電子的ヒトリゴト

心理学が好きなゲイのブログ。主に読書、考察、心理学、SOGIなど

ゲイアプリに関すること(2)

 関連する記事をご紹介いただいた

 上記の記事を書いたあと、id:cazxxxさんに関連する記事をご紹介いただいた。ありがとうございます。とても助かりました。それは、以下の記事である。

 

読んだ感想

 非常に素晴らしい論考であった。著者のかずかずさんは、ゲイアプリの特徴を見事に描きだしている。それは、僕がいままで感じてきたことであり、言語化したいことであった。そのため、この記事は僕にとって非常に価値がある。また、このゲイアプリの現象は、構造的な問題であり、セクマイ全体にも当てはまる。そのため、この記事で考察されている事柄は、セクマイの新たな課題を考察するうえで実際的および学術的に価値があるだろう。

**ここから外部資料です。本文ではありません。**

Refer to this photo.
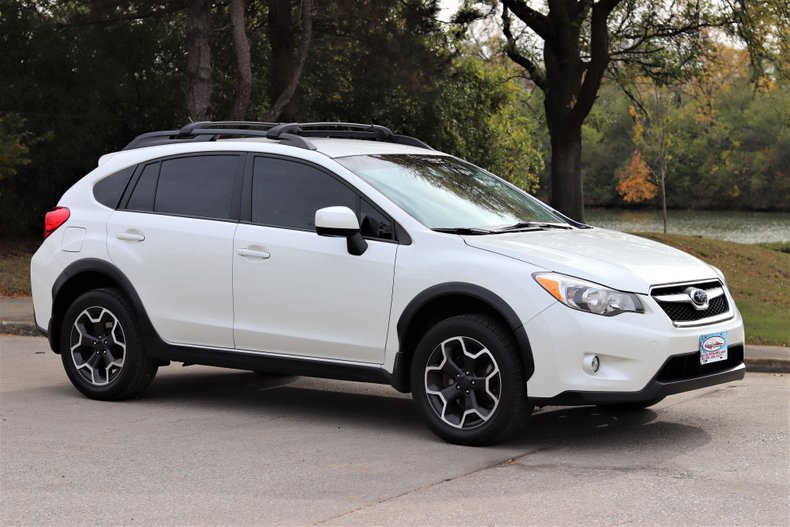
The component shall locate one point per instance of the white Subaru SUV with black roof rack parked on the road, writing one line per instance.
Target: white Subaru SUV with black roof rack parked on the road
(345, 251)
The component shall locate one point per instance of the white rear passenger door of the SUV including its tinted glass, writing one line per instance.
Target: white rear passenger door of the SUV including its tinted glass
(173, 239)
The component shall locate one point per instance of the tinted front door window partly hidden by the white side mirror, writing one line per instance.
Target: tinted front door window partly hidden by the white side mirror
(287, 194)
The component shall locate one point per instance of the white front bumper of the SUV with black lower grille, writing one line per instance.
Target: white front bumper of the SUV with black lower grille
(642, 356)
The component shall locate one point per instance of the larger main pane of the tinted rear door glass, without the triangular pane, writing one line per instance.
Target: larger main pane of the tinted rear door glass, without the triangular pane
(197, 186)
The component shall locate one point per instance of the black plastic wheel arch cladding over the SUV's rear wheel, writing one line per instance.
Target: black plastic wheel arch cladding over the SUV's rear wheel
(85, 275)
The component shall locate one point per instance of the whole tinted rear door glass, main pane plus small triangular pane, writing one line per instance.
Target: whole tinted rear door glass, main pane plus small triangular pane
(197, 186)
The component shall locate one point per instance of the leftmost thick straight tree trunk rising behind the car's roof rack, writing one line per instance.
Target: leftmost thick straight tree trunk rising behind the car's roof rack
(199, 60)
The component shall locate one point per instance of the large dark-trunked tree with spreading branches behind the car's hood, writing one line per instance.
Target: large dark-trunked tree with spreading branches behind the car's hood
(567, 46)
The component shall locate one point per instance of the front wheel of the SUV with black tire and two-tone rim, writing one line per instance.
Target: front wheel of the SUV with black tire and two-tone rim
(483, 381)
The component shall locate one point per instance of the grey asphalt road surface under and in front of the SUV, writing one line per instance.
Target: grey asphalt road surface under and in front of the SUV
(206, 446)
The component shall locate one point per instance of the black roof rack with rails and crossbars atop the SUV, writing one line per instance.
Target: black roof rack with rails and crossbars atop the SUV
(294, 134)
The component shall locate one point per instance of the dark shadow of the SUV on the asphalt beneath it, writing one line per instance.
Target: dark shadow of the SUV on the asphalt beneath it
(333, 403)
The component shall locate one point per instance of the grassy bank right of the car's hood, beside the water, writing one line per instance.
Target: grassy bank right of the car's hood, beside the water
(758, 278)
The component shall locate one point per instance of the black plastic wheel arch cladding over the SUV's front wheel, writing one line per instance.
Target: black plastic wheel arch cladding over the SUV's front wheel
(445, 300)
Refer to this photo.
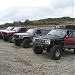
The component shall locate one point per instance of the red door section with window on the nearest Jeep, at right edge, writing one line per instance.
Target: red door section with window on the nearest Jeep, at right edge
(69, 40)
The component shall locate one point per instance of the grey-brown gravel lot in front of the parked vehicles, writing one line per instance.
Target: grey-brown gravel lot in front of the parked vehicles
(20, 61)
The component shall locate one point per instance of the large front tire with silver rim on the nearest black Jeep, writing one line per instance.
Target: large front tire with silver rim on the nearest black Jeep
(55, 52)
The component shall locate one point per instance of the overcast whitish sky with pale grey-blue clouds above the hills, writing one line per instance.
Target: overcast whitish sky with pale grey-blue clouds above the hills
(20, 10)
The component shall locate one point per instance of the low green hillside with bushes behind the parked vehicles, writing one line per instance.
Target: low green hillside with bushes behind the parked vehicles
(42, 22)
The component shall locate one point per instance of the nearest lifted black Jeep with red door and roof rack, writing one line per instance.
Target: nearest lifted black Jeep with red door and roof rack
(55, 42)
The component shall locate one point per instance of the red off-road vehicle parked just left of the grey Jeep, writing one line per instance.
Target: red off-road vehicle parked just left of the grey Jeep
(8, 35)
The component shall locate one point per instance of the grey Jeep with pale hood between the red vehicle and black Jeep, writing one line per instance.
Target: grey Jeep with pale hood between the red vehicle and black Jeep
(25, 39)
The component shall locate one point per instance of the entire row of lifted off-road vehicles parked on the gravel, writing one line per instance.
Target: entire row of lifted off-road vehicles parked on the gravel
(53, 41)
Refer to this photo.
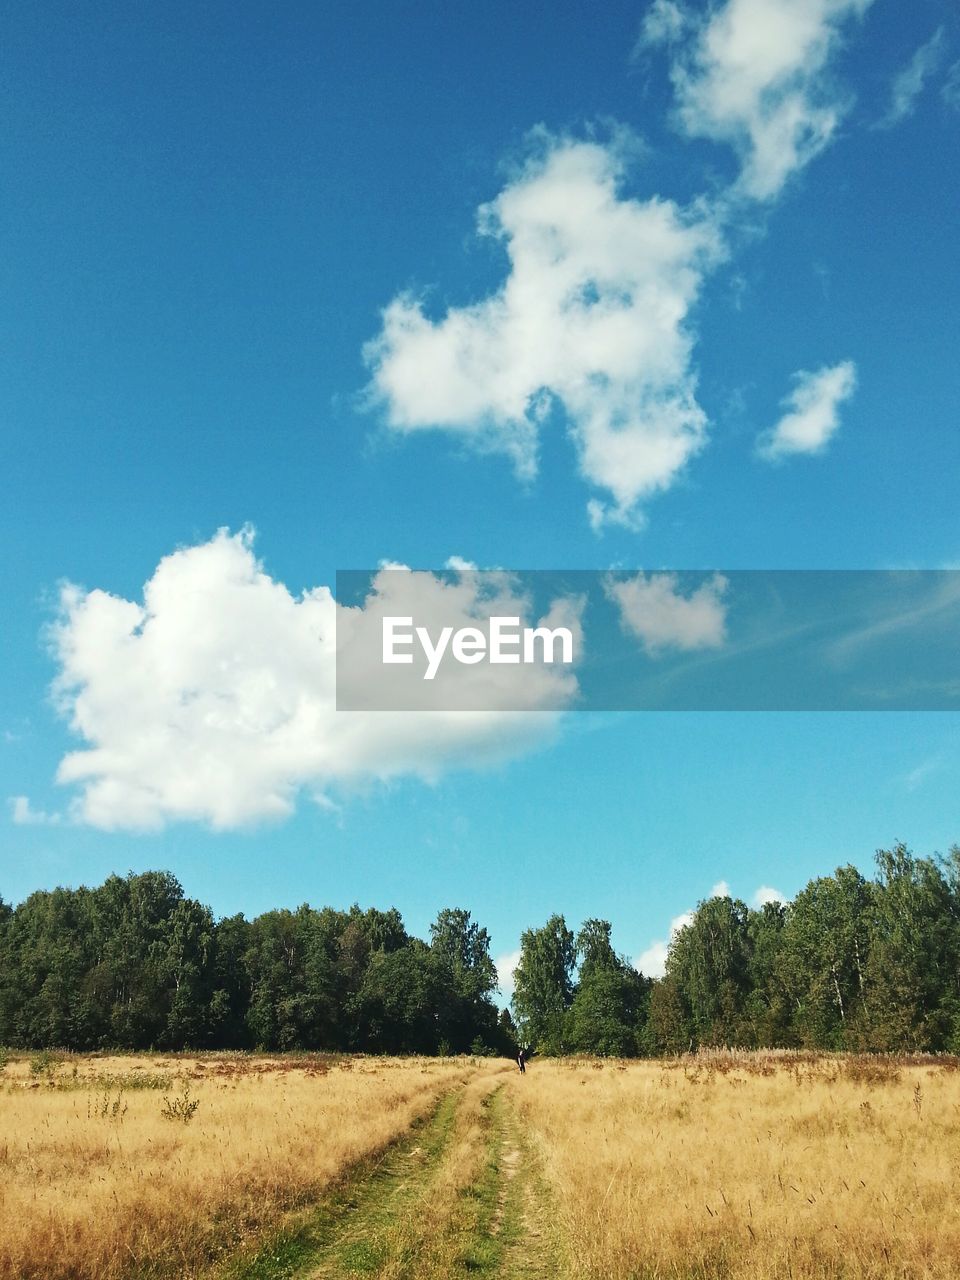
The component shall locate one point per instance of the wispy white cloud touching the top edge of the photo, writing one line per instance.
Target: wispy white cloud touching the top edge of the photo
(756, 76)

 参考文献がないのが少し惜しい。かずかずさんが何を参考に考察を進めていったのかが、この現象に関心がある僕にとっては少し気になる。かずかずさんのバックグラウンドについて詳しく存じ上げないのだが、かずかずさん自身の内的体験だけでここまで見事にゲイアプリの現象について記述的に述べられているのだとしたら、同じ完成度の論考は僕には到底できない(泣)。ただ、本文中で言及されているように『「ゲイコミュニティ」の社会学』と『ゲイという経験』をかずかずさんが読んでいるのは確かだ。

 

内容に対する言及

 最後のほうで、かずかずさんはゲイアプリと就活の類似性について指摘している。ここから示唆されることは、他にも同様の構造を持つ活動があるということだ。それらは共通の構造に従っているのだから、より社会的なものとしてこの構造の問題点を取り上げることができる。ただし、物事というのはたいてい二義的である。1つの物事には良い面と悪い面の両方があるのと同じように、1つの物事には普遍性と特異性がある。そのため、より社会的な構造としてこの問題点を指摘する際にも、ゲイアプリの特異性を忘れてはならない。

 このゲイアプリの現象、あるいはその周辺的な現象については、のちに僕の考えが熟したときに再び取り上げたい。